Secondly, compared with nitrogen-fixing microorganisms, E. coli also lacks some genes that provide electron transfer function, such as nifF and nifJ. So the intracellular reductive power of E. coli is insufficient to accomplish nitrogen fixation. Thus it is necessary to overexpress nifH(nitrogenase reductase) and the value is set to 3 instead of 5 because our semiconductor, the CdS part, can provide additional electrons.

Thirdly, we set the expression level of nifD and nifK to be 4 because molybdenum iron protein is an ɑ2β2 allotetramer and is the core of nitrogenase.

Based on the new ideal stoichiometric proportion, we adjusted the code and received a more accurate result.

Fig 3 The best arrangement of nif genes version 2.0.

The achieved stoichiometric proportion of nifB: nifH: nifD: nifK: nifE: nifN: nifX: nifV=77.23: 46.93: 71.88: 62.10: 16.44: 16.04: 16.0: 15.94, which is close enough to the ideal 5:3:4:4:1:1:1:1.

This model provided a potential strategy for the improvement of biological activity of nitrogenase expressed in our engineered E. coli strain and offered a great help to our further experiments.
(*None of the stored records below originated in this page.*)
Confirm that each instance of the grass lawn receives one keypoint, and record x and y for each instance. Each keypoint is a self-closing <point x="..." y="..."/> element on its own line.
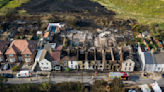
<point x="145" y="11"/>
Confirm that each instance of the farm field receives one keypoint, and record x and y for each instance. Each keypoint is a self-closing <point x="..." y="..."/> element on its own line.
<point x="145" y="11"/>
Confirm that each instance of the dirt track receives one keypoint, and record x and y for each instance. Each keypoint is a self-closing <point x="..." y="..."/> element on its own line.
<point x="64" y="6"/>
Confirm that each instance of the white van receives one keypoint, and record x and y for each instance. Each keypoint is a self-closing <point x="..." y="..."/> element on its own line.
<point x="24" y="74"/>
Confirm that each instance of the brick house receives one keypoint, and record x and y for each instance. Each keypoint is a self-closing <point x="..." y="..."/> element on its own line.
<point x="22" y="50"/>
<point x="3" y="47"/>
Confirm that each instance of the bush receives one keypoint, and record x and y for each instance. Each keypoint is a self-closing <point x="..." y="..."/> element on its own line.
<point x="68" y="69"/>
<point x="99" y="85"/>
<point x="17" y="37"/>
<point x="138" y="39"/>
<point x="70" y="86"/>
<point x="15" y="68"/>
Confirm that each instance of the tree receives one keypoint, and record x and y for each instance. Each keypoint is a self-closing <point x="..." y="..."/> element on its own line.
<point x="137" y="27"/>
<point x="15" y="68"/>
<point x="117" y="85"/>
<point x="68" y="69"/>
<point x="99" y="85"/>
<point x="156" y="31"/>
<point x="2" y="81"/>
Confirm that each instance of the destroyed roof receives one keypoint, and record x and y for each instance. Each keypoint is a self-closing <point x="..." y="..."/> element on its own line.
<point x="148" y="58"/>
<point x="46" y="34"/>
<point x="22" y="46"/>
<point x="48" y="46"/>
<point x="159" y="57"/>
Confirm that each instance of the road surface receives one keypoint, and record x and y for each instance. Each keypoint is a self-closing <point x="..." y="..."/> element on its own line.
<point x="86" y="79"/>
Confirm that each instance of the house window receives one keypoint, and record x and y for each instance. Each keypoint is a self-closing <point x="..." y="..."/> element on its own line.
<point x="12" y="60"/>
<point x="27" y="55"/>
<point x="1" y="59"/>
<point x="11" y="55"/>
<point x="130" y="64"/>
<point x="28" y="59"/>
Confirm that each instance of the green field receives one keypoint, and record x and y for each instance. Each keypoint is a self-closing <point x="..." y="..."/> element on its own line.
<point x="145" y="11"/>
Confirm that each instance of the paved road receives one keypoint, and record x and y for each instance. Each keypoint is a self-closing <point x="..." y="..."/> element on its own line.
<point x="56" y="79"/>
<point x="86" y="79"/>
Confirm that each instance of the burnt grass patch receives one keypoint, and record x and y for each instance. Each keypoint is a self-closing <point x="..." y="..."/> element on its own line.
<point x="65" y="6"/>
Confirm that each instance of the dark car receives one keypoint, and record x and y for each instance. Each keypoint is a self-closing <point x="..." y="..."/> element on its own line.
<point x="8" y="75"/>
<point x="6" y="66"/>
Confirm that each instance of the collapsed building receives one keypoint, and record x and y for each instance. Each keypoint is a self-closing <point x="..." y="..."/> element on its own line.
<point x="88" y="51"/>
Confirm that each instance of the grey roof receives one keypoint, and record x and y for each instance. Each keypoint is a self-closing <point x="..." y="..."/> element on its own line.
<point x="48" y="46"/>
<point x="159" y="58"/>
<point x="148" y="58"/>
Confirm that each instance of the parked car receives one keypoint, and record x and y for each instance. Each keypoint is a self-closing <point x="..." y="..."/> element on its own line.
<point x="25" y="73"/>
<point x="8" y="75"/>
<point x="6" y="66"/>
<point x="162" y="75"/>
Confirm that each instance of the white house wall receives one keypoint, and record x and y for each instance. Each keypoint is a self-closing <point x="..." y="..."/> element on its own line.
<point x="141" y="58"/>
<point x="74" y="65"/>
<point x="149" y="67"/>
<point x="87" y="65"/>
<point x="159" y="67"/>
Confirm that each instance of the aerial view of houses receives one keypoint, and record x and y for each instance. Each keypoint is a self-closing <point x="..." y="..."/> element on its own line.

Here is the code we taped and used. TXT download:https://static.igem.org/mediawiki/2018/f/fe/T--Nanjing-China--model.txt

The number we typed in:

  1. findSequence([7.8,47.4,24.2,4.48,1.66,1.62,1.01,3.22],[1,3,4,4,1,1,1,1],['nifB','nifH','nifD','nifK','nifE','nifN','nifX','nifV'])
  2. findSequence([7.8,47.4,24.2,4.48,1.66,1.62,1.01,3.22],[5,3,4,4,1,1,1,1],['nifB','nifH','nifD','nifK','nifE','nifN','nifX','nifV'])

References

  1. Wang, X., et al., Using synthetic biology to distinguish and overcome regulatory and functional barriers related to nitrogen fixation. PLoS One,2013. 8(7):p.e68677.
  2. Yang, J., et al., Modular electron-transport chains from eukaryotic organelles function to support nitrogenase activity. Proc Natl Acad Sci U S A, 2017. 114(12):p.E2460-E2465.
  3. Yang, J., et al., Polyprotein strategy for stoichiometric assembly of nitrogen fixation components for synthetic biology. Proc Natl Acad Sci U S A, 2018. 115(36):p.E8509-E8517.
  4. Yang, J.G., et al., Reconstruction and minimal gene requirements for the alternative iron-only nitrogenase in Escherichia coli. Proceedings of the National Academy of Sciences of the United States of America, 2014. 111(35):p.E3718-E3725.